Archive: Control+Shift via GetAsyncKeyState() on Vista?


Control+Shift via GetAsyncKeyState() on Vista?
I have an installer that needs to detect whether both the Control and Shift keys are being pressed as it launches so as to enable certain advanced features. I use GetAsynchKeyState() under XP to do this, and it works fine.

However, I've just tried doing this under Vista and discovered that it doesn't work. GetAsynchKeyState() returns the expected result if one or the other key is held down, but if both are down, it returns 0 in both cases.
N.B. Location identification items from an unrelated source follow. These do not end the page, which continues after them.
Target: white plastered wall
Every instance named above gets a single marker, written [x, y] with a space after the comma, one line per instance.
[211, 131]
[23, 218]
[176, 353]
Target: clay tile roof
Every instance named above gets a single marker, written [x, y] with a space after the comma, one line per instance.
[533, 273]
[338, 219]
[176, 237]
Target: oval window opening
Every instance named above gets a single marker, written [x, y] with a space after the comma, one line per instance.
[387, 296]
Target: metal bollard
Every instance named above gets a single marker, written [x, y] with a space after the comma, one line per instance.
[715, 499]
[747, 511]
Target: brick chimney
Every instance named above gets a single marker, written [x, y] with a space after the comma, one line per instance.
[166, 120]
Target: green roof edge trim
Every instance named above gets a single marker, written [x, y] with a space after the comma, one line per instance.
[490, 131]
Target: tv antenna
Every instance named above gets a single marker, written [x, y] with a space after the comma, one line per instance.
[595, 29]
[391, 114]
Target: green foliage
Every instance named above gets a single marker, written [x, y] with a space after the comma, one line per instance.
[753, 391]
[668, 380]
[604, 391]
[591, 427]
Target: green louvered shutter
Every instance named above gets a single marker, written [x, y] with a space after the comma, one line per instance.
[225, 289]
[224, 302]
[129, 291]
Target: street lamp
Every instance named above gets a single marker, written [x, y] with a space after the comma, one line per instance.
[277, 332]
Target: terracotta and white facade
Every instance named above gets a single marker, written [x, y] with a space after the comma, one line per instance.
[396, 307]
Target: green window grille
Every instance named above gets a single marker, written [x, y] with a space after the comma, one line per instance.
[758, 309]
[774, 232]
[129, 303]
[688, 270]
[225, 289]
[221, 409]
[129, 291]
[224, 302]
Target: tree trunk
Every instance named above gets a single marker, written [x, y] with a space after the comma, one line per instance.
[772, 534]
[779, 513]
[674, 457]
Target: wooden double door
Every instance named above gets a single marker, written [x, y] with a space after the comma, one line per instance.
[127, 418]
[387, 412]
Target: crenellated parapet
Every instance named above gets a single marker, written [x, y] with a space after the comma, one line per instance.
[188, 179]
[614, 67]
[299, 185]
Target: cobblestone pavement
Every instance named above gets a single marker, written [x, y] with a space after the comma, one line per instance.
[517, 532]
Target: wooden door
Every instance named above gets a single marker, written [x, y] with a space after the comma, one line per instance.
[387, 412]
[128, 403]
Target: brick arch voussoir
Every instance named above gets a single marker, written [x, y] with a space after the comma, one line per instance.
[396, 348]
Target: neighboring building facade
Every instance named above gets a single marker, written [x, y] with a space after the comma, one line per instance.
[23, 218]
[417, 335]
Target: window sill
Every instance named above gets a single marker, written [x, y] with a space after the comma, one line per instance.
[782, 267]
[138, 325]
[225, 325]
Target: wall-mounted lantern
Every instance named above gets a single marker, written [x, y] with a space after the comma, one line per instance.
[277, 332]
I tried substituting both GetKeyState() and GetKeyboardState() instead, but the result is the same.

Anyone seen this before?

The code is pretty straightforward:

System::Call "user32::GetAsyncKeyState(i 0x11) i .r0 ? !e"

IntOp $0 $0 & 0x8000

${If} 0 <> $0
System::Call "user32::GetAsyncKeyState(i 0x10) i .r0 ? !e"

IntOp $0 $0 & 0x8000

${If} 0 <> $0
IntOp $0 1 +
${EndIf}
${EndIf}


Seems you're not the only one with this problem. A quick Google search didn't find any answers but it did find your post in the third spot.


Did a little more testing, and found that if I run a test app that does the same thing on Vista as Administrator, it only saw one key or the other, but if I ran it normally, it worked fine. The obvious difference was the UAC dialog that popped up when I tried to run it as Admin; when I disabled UAC using MSCONFIG, and ran the app as Admin, it worked fine again.

So the UAC dialog screws up the results of ::GetAsyncKeyState() such that it only ever sees one of the two keys, never both. Now, *why* that happens is another question. Any ideas?